Мазур, не открывая глаз, промычал насчет посошка. Его приподняли и, прекрасно, должно быть, помня Анкины откровения, сунули в руку полный стакан, громко поощряя:
– Ну, Колян, за кибернетику!
Мазур, не открывая глаз, осушил сосуд, разжав пальцы, выпустил его, посидел пару секунд с идиотской улыбкой, а потом рухнул обратно в койку, уронил голову на грудь и всхрапнул.

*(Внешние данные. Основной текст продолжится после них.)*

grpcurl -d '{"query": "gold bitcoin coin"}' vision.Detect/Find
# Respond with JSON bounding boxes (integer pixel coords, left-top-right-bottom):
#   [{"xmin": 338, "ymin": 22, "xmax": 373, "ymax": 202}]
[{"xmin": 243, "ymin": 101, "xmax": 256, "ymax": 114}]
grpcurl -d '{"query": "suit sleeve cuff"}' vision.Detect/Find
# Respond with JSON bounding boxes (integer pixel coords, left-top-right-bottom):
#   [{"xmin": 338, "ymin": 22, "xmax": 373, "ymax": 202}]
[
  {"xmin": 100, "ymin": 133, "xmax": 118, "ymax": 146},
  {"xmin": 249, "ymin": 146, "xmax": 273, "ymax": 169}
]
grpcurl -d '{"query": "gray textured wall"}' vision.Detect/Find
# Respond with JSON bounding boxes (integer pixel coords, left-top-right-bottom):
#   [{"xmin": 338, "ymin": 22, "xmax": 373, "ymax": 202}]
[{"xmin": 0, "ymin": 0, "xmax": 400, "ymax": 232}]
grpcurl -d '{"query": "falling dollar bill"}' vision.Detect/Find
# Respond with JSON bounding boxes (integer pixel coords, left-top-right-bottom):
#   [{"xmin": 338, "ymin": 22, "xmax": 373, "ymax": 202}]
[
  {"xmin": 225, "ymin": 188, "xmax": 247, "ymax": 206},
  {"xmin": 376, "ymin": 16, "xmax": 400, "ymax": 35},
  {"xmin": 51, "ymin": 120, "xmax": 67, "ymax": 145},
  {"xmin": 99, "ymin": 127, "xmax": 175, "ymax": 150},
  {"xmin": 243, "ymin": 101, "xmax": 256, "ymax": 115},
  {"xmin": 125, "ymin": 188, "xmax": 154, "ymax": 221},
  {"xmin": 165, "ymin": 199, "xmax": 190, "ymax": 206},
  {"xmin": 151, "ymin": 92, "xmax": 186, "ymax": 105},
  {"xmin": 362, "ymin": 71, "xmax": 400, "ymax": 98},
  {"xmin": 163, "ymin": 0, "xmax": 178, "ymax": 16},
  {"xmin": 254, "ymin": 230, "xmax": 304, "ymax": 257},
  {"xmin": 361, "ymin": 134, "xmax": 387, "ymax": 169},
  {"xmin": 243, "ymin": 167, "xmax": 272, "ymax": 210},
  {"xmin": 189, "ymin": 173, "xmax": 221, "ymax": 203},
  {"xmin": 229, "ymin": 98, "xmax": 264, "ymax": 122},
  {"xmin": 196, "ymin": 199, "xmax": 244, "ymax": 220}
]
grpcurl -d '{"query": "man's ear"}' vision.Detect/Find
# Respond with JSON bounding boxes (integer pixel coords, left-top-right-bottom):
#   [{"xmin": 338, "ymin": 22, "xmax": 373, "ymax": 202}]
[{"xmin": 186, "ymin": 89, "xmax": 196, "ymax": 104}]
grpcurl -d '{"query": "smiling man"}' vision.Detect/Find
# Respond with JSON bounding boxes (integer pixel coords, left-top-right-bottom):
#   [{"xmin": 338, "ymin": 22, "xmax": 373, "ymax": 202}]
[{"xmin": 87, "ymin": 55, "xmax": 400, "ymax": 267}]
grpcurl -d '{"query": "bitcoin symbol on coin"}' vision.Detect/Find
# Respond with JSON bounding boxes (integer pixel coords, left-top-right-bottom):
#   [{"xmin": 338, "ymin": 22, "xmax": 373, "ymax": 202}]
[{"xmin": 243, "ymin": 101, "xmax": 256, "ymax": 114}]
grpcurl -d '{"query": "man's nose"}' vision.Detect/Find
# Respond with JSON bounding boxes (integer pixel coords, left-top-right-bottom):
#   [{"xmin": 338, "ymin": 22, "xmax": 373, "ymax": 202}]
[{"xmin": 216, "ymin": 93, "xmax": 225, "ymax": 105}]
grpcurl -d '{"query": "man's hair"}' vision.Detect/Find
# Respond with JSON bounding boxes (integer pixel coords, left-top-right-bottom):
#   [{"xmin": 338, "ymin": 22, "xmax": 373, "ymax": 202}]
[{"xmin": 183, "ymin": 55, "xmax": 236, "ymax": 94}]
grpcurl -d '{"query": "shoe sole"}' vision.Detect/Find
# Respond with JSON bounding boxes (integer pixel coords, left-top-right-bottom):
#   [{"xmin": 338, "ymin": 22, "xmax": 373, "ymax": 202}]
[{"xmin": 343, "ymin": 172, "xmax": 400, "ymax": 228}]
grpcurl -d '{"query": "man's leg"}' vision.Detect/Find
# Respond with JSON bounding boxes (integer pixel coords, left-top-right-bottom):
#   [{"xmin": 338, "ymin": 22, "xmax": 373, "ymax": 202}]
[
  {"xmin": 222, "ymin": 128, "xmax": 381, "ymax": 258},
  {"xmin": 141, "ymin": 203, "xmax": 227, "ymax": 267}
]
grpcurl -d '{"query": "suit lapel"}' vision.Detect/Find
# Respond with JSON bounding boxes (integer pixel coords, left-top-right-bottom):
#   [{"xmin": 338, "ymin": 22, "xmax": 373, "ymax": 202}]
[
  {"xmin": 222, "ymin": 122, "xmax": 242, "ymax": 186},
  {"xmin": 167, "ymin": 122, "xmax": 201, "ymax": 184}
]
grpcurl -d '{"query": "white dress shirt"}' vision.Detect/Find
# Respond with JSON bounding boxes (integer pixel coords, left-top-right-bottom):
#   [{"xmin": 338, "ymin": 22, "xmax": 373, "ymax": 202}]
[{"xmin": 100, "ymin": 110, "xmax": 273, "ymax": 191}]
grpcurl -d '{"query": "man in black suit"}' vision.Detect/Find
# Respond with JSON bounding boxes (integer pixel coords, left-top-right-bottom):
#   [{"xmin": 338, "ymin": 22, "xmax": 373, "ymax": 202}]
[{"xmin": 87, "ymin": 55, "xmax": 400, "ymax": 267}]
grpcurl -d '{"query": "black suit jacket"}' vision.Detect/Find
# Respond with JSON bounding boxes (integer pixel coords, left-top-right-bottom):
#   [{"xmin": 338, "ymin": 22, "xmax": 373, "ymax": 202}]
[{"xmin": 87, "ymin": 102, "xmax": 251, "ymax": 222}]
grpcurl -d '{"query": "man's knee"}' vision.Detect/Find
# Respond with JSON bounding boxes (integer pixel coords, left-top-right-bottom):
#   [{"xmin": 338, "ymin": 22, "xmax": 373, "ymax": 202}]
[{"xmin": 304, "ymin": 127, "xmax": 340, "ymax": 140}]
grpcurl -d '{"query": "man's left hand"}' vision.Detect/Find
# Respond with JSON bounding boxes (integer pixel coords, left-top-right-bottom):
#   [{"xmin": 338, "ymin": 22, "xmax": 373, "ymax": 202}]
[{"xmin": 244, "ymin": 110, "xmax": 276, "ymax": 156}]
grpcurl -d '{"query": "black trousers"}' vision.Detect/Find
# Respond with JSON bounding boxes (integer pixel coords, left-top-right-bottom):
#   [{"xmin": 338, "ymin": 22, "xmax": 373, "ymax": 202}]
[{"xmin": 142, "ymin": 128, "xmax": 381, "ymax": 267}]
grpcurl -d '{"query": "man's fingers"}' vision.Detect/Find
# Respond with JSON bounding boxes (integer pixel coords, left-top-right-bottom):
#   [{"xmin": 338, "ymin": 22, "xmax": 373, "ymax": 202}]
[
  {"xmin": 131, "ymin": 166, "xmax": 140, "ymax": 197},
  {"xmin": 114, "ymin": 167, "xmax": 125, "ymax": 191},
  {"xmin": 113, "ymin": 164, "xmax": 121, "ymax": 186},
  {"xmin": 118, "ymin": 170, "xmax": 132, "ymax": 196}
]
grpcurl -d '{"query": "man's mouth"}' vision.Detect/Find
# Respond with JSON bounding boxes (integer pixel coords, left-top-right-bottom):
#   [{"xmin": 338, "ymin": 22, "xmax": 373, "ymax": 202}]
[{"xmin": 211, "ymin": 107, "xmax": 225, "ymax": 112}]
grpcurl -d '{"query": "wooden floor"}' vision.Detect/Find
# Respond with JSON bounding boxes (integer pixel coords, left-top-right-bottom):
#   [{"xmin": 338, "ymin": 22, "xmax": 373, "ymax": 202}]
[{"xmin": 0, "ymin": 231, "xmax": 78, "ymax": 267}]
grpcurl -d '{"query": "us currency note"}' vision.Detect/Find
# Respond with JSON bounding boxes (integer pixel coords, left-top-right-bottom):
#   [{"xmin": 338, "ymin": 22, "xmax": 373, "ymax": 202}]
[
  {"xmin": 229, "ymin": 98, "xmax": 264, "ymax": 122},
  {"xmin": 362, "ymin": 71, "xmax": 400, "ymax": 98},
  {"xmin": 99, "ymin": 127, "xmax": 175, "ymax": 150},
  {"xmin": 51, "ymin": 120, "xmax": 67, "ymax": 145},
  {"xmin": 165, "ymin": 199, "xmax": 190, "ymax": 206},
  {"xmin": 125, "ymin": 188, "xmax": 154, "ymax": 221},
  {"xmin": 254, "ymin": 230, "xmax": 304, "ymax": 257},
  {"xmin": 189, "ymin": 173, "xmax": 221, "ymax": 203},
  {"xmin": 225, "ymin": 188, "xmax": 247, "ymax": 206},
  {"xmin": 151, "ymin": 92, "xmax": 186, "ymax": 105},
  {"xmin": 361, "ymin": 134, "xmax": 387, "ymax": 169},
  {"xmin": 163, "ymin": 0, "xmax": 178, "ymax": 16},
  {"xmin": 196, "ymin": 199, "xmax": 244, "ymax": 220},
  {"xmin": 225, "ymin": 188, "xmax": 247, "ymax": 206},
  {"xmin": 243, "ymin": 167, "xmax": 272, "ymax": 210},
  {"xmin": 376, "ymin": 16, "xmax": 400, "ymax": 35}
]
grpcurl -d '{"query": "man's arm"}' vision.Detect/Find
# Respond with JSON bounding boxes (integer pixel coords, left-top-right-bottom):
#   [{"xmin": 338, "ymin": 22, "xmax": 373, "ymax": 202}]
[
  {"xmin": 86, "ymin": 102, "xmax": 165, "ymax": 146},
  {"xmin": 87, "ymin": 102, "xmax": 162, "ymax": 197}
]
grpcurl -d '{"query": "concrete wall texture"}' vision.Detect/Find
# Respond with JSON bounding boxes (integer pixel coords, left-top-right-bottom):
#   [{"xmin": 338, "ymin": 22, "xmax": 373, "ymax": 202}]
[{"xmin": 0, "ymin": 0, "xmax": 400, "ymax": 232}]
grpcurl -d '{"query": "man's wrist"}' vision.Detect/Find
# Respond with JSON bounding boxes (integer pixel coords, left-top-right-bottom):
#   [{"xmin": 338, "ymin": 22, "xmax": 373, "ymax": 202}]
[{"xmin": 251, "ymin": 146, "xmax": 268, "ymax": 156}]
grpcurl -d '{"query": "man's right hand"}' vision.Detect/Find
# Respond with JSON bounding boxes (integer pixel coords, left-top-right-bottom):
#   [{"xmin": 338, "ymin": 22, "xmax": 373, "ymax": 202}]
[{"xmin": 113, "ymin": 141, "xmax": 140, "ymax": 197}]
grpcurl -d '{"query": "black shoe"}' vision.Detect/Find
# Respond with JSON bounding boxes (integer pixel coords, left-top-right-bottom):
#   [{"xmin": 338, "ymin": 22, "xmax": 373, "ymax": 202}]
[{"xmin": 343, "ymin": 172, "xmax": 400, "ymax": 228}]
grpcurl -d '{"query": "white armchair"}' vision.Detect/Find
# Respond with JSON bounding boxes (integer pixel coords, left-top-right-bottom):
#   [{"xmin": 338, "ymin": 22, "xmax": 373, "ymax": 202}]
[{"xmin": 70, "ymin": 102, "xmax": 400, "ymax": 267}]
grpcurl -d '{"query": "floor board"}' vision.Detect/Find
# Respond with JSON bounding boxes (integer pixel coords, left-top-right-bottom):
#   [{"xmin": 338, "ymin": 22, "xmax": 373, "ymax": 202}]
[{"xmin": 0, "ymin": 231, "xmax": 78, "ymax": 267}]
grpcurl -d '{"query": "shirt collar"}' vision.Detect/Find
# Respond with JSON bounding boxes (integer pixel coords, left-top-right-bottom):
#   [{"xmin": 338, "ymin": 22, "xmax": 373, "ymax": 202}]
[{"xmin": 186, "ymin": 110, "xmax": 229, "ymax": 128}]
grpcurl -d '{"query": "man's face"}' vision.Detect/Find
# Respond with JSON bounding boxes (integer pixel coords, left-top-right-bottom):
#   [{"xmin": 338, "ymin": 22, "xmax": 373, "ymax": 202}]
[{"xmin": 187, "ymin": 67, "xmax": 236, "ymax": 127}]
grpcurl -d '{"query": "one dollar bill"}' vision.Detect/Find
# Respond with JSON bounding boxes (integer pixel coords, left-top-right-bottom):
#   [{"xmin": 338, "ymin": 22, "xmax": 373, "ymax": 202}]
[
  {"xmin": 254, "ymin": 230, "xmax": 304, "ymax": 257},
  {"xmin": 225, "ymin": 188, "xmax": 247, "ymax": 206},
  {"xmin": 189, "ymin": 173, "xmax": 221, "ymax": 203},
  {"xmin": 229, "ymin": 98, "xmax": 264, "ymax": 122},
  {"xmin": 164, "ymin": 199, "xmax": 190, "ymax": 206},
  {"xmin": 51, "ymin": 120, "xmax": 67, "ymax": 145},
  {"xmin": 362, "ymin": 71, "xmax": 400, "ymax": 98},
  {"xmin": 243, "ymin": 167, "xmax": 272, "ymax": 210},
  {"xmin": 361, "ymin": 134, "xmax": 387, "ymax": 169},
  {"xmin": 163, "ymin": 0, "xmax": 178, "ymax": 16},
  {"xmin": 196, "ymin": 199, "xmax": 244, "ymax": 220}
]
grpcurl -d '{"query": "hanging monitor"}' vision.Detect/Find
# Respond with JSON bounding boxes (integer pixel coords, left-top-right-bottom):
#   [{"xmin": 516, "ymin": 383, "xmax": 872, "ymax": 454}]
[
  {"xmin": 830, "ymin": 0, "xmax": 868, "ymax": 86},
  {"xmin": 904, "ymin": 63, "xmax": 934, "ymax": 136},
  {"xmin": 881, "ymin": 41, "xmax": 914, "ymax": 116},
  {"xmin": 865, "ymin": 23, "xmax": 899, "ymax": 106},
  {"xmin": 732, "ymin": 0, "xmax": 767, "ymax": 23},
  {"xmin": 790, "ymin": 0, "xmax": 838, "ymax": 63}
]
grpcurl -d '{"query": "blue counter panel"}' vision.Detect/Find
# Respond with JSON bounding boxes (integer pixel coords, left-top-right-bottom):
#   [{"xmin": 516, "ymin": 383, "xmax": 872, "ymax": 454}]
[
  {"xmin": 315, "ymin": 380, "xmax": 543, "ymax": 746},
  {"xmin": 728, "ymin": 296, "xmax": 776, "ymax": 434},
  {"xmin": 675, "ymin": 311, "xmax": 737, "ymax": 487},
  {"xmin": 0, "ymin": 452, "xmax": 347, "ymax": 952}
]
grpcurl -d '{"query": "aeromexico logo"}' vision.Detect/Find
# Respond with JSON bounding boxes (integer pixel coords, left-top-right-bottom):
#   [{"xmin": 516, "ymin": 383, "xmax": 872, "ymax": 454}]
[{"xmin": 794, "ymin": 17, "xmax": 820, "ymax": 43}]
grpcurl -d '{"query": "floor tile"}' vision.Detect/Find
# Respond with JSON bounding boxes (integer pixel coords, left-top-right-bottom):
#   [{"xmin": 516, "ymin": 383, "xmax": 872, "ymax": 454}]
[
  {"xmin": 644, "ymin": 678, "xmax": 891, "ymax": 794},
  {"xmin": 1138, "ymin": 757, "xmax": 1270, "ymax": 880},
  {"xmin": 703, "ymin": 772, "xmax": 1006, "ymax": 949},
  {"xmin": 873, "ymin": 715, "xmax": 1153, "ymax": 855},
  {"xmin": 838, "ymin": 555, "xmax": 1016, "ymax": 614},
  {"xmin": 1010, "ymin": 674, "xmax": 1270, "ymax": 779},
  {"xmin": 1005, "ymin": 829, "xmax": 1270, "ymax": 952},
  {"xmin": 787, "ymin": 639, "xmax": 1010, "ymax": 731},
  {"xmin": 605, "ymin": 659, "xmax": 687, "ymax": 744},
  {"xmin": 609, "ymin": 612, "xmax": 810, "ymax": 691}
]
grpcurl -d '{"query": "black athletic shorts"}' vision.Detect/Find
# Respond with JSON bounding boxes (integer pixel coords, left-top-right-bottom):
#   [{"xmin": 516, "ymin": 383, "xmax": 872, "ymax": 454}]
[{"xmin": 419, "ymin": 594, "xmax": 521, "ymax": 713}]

Оба обормота еще немного постояли над ним, потом погасили свет и тихонечко вышли, похохатывая. Когда за ними закрылась дверь, Мазур сразу открыл глаза, но по врожденной подозрительности еще несколько минут лежал неподвижно, старательно похрапывая. Потом бесшумно встал, подкрался к двери, осторожно ее открыл, высунул голову. Тускло освещенный коридор и тишина. Все было в порядке, выражаясь казенно, внедрение состоялось.
Корабль чрезвычайно напоминал ему «Сириус» – точно, по схожему проекту построен – и Мазур, сидя в полумраке на узкой казенной койке, вдруг испытал нечто вроде пронзительного, недолгого, продолжительностью в несколько секунд приступа безумия: показалось, что не было всех этих лет, и он как раз лежит в своей каюте на «Сириусе», а «Сириус» плывет у Ахатинских островов, и старшему лейтенанту Мазуру попросту приснился длинный, затейливый кошмар, но сейчас он проснулся, выйдет на палубу и увидит живыми, здоровыми и молодыми всех, начиная с...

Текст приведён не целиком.